Awal April tahun 2016, Kampung Akuarium, Jakarta Utara, digusur pemerintah dengan alasan tanahnya tidak berizin. Sebanyak 231 rumah di kawasan ini diratakan dengan tanah. Ada sekitar 400 jiwa dari 90 keluarga diungsikan ke Rumah Susun (Rusun) Marunda dan Rusun Cakung.
Masih ada warga yang bertahan di Kampung Akuarium. Jumlahnya sekitar 45% dari total warga sebelum penggusuran. Mereka tinggal di atas reruntuhan rumah dengan mendirikan tenda berbahan terpal dan hasil sumbangan.
Penelitian Lembaga Bantuan Hukum (LBH) Jakarta mencatat sepanjang 2016 telah terjadi 193 kasus penggusuran paksa. Jumlah korbannya mencapai 5.726 keluarga dan 5.379 unit usaha. Sebagian besar kasus-kasus penggusuran itu bertentangan dengan standar hak asasi manusi (HAM) tentang penggusuran.
Penelitian itu menemukan 71% kasus penggusuran hunian dan 84% kasus penggusuran unit usaha dilaksanakan secara sepihak tanpa musyawarah.
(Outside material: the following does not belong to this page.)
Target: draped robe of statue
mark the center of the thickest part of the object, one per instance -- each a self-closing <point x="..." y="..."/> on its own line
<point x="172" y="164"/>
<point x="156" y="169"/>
Akibatnya, hanya 2% kasus penggusuran hunian dan 1,9% kasus penggusuran unit usaha yang memberikan solusi yang layak bagi warga terdampak.
Cerita foto ini menunjukkan pengalaman trauma anak-anak warga Kampung Akuarium yang masih bertahan pasca-penggusuran. Saya menemukan anak-anak di sana sangat ketakutan terhadap kamera dan orang asing.
Orang dewasa dan tokoh agama di sana menyebut psikologis anak-anak itu kemungkinan terdampak karena melihat langsung proses penggusuran. Ketika itu terjadi gesekan antara aparat kemanan dan warga yang mempertahnakan rumahnya.
Dampaknya sekarang, anak-anak itu mayoritas tertutup dan pemalu. Pola tidurnya berubah sejak penggusuran. Mereka kerap mengigau, berteriak ketakutan atau mimpi buruk
Saya hanya bisa membayangkan sulitnya hidup dalam ketakutan, kekesalan, dan ketidakpastian tempat tinggal. Situasi ini pernah saya rasakan ketika rumah menjadi sesuatu yang tidak pasti.
Kepemilikan atas tanah mungkin tak hanya berkaitan dengan harapan sebuah rumah dan rasa aman. Namun, kehadirannya menjadi cara untuk mengakui harkat dan martabat warga kota.
Foto cerita ini dikerjakan saat lokakarya fotografi KELANA, workshop fotografi kritis untuk menjelajahi relasi manusia dengan tanah. Kegiatan ini diampu oleh Arkademy Project berkolaborasi dengan World Resourches Institute Indonesia.